Among the subjects who self-reported a physician diagnosis of depression in at least one of the questionnaires used in this cohort study, the percentage of confirmed diagnosis of depression was high. The percentage of subjects without real depression who had responded negatively to the questions regarding depression status in the questionnaires was even higher.
However, when several sample characteristics of the sample were analyzed, differences in the degree of confirmation regarding depression status were found. A more favourable response (better agreement between self-reported diagnosis and the gold standard) regarding the presence of depression was found for men, younger subjects, non-smokers, overweight and obese subjects and participants with a low level of physical activity during leisure time; but only physical activity was statistically associated with a correct positive classification of depression. Due to the high number of characteristics analysed, we can not exclude the possibility that some spurious associations could have occurred. However, higher prevalence of depression should lead to a higher proportion of confirmed depression. Depression has been reported to be inversely associated with physical activity in several epidemiological studies [5
]. Thus, a higher prevalence of depression or the presence of depressive symptoms (asthenia, tiredness) is expected among sedentary subjects.

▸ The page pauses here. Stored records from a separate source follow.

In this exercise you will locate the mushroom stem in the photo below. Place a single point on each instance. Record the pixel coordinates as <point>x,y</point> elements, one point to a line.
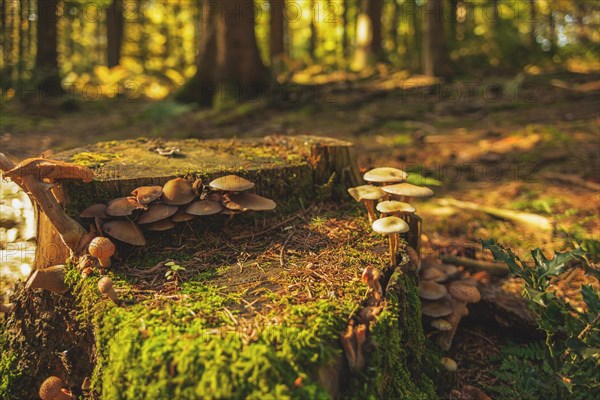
<point>51,278</point>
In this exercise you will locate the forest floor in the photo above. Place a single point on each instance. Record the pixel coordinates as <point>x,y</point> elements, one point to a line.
<point>527,144</point>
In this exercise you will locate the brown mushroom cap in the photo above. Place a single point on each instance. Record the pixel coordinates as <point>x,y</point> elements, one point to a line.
<point>366,192</point>
<point>123,206</point>
<point>204,207</point>
<point>147,194</point>
<point>101,247</point>
<point>156,212</point>
<point>178,192</point>
<point>125,231</point>
<point>393,206</point>
<point>385,175</point>
<point>464,292</point>
<point>431,290</point>
<point>231,183</point>
<point>160,226</point>
<point>250,202</point>
<point>437,308</point>
<point>95,211</point>
<point>407,189</point>
<point>51,388</point>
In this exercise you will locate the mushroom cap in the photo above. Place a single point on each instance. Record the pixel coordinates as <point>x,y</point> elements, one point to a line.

In the same way, the proportion of correctly identifying a subject as free from depression was higher among non smokers. Smoking has also been associated to depression [7
The validity of the self-reported diagnosis of different diseases has been sufficiently studied in several populations in which the educational level of the participants was as high as it is in the SUN Project. The SUN Project uses similar methodologies to those of large cohort studies such as Nurses' Health Study or the Health Professionals Follow-up Study. In these cohort studies disease status is collected though questionnaires sent by mail every 2 years as we do. Predictive values obtained in their validation studies are generally high [13
]. The SUN Study has also assessed the validity of some questions included in the questionnaires regarding several diseases or conditions like hypertension [15
] or body mass index [16
] obtaining good results.
Most of the population studies which have analyzed depression have used depressive symptom scales to ascertain the disease: Diagnostic Inventory for Depression [17
], Center for Epidemiological Studies Depression Scale [18
], Hospital Anxiety and Depression Scale [19
] or Beck Depression Inventory [20
]. In the majority of the cases, the Structured Clinical Interview for the Diagnostic and Statistical Manual of Mental Disorders, fourth edition (SCID-I) was used as gold standard to assess validity of the scales. However, an important limitation of the use of depressive scales is the arbitrary election of a cut-off point to define depression status. The confirmation of the disease for a specialist though a physician interview (categorical definition) is clearly the best option to assess a depressive disorder although, at this moment, it is controversial the use of a categorical classification to define a depressive status. Some authors defend the idea of a dimensional classification in which depression could be defined as a continuum ranged from absence of any symptom to the presence of symptoms with maximum intensity. On the other hand, under-diagnosis of depression occurs in the 44.3% of the patients coming to a primary care center [21
]. A recent study found a sensitivity of 40% and a specificity of 87% for a general practitioner diagnosis of a major depressive disorder as compared with that found through the SCID-I made by a psychiatrist [22
]. Therefore, it was necessary to carry out a validation study to rule out disease under-estimation in the questionnaires among our participants due to under-diagnosis. This situation should lead to a decrease of the proportion of confirmed non-depression.
The difficulty to classify depression correctly could have decreased the proportion of confirmed depression in the validation study. There are problems in differential diagnosis because depressive experiences vary from individual to individual. The co-occurrence of symptoms of anxiety and depression is very common. In a recent community study, the 56.3% of the sample with current major depressive disorder had also another mental disorder [23
]. On the other hand, some of the participants did not have a specific clinical report, only a verbal diagnosis from their physician. Thus, the depressive symptoms secondary to other primary psychiatric disorders or other pathology could be easily named depression.
We acknowledge that participation in the validation study was low (24.2% and 23.3% for depressed and non-depressed subjects, respectively) and therefore a selection bias cannot be excluded, conferring an artificially high validity to our results. To prevent this bias, we put special care to blind participants about the aim of the psychiatrist interview. Thus we tried to avoid that those participants who may be aware of incorrectly classifying themselves as depressed may be embarrassed of participating. Moreover, when we compared the socio-demographic characteristics of participants (n = 104) and non-participants (n = 333) we did not find any systematic difference regarding key variables (sex, age, smoking status, BMI, or physical activity) in their baseline assessment.
Finally, a small proportion of participants were not interviewed face to face by the specialists. They were interviewed by telephone, they sent their medical report by postal mail or they permitted the access to their reports at the University Clinic. Although a participant could lie or modify his/her responses when the interviewer is not present, the validity of depression assessment though the use of telephone has been demonstrated [24
]. Whereas the assessment of the disease could have been modified because of the use of a telephone interview, we do not expect any change regarding depression assessment using existing medical reports.